I just moved into a new place and as I was leaving the place at night, I turned off all the lights and on one of the light switches (dual switch, 1 has a dimmer) there was an orange glow coming from behind the switch! I took the plate off the wall and tried to pull the switch back a little to see more and it appears to be a small flame! I could be wrong, but I doubt the switch is designed to have a glow of any kind when turned off. When it is one, there is no flame or glow. 

Anyone heard of this happening?


----------



## joed (Mar 13, 2005)

Flames are not good. 
Are you sure it is not a neon bulb to light the switch when it is off? Makes it easy to find in the dark.


----------



## duffeymt (Sep 5, 2008)

I thought so too, but it glows...I couldn't quite see a 'flame', but it sure wasn't a steady glow to light the switch. Plus, there are two switches and only one of them has this, so I'd imagine if it was just to make it more visible at night they'd do it for both, but you never know. 

I can only imagine that it has been this way for awhile though, I just got into the place yesterday and noticed it right away. 
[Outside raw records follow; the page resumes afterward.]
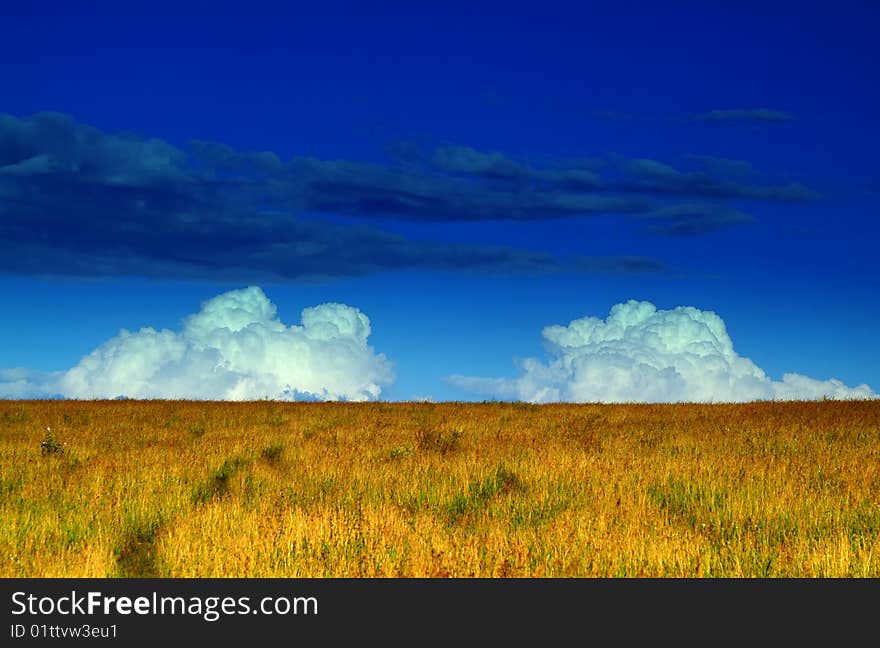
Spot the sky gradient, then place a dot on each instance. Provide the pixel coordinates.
(461, 177)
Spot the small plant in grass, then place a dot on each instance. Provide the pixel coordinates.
(436, 441)
(273, 452)
(50, 445)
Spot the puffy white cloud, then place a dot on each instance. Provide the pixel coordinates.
(642, 354)
(234, 348)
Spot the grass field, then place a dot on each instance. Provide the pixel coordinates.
(266, 489)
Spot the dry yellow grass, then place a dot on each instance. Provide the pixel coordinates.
(189, 489)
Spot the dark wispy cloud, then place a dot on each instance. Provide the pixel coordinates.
(80, 202)
(746, 115)
(694, 218)
(651, 176)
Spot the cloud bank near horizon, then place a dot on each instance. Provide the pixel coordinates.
(642, 354)
(234, 348)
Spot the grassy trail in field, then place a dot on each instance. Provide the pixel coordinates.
(193, 489)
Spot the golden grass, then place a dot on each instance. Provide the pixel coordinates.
(189, 489)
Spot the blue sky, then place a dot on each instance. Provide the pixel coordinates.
(465, 176)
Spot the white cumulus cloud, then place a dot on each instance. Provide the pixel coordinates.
(642, 354)
(234, 348)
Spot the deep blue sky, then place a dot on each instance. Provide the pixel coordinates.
(765, 120)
When you move into a new house, would you guys recommend an electrician come out and check everything out? What would they charge for that?


----------



## detailedEye (Aug 12, 2008)

Is the switch or surrounding area hot? Usually a small electrical flame will burn itself out rather quickly. A steady "flame" as mentioned would probably be some sort of light.
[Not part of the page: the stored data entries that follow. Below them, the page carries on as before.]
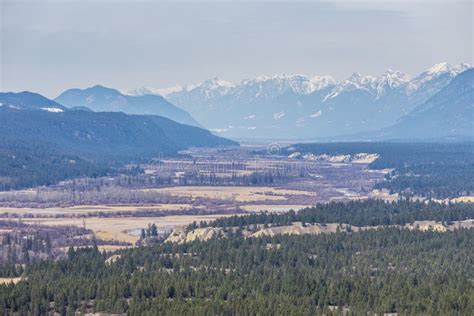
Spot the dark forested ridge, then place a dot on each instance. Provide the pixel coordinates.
(106, 133)
(357, 213)
(440, 170)
(26, 163)
(379, 271)
(41, 147)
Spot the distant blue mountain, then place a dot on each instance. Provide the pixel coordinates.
(102, 99)
(449, 113)
(29, 101)
(302, 107)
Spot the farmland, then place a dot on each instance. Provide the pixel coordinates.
(199, 185)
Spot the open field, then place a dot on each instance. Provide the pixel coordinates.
(233, 193)
(122, 228)
(90, 209)
(201, 186)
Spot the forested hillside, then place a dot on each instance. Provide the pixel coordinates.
(357, 213)
(438, 170)
(378, 271)
(25, 163)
Did you have the home inspected before you bought it? The inspector should have checked all the electrical.


----------



## duffeymt (Sep 5, 2008)

No, the switch is not warm at all. I did have an inspector and he did check everything - including electrical.


----------



## wire_twister (Feb 19, 2008)

A flame would produce smoke and that tell-tale electrical odor, if you do not have these it is likely not a flame but just a pilot light.


----------



## duffeymt (Sep 5, 2008)

would there normally be a pilot behind a light switch in a bedroom?


----------



## Termite (Apr 13, 2008)

Not a pilot light...Not really the right terminology. It sounds like you have an illuminated switch to me. If you aren't sure, it would be good to have an electrician come out and take a look. One way to tell for sure would be to have someone go to the panel and kill the breaker that controls the room. If the light goes out immediately when the breaker is turned off, it is an illuminated switch. Most illuminated switches have orange bulbs.


----------



## SD515 (Aug 17, 2008)

Did you smell anything?? Did you take the cover plate off and look with a flashlight for burned wires??

When you say "would there normally be a pilot behind a light switch in a bedroom?" ...does that mean the cover plate is off and you can see the light shining and lighting up the inside the box??
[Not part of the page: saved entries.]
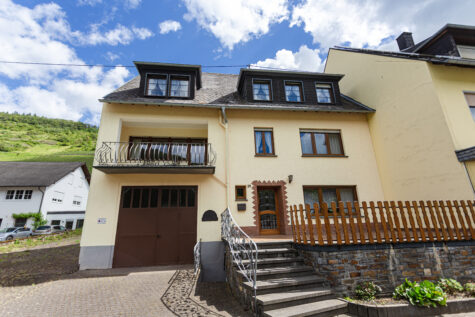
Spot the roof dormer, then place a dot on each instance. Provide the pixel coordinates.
(289, 87)
(168, 81)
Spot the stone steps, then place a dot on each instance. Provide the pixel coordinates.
(329, 307)
(285, 286)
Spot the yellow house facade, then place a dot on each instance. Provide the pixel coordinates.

For your own piece of mind, I would consider having it looked at.


----------



## detailedEye (Aug 12, 2008)

Is this an older house, containing an older switch? 

I have seen old illuminated switches that you would swear had a flame inside them. Maybe they did, I never bothered to look long enough.

If it will make you sleep better, call an electrician. The breaker test will tell you for certain.


----------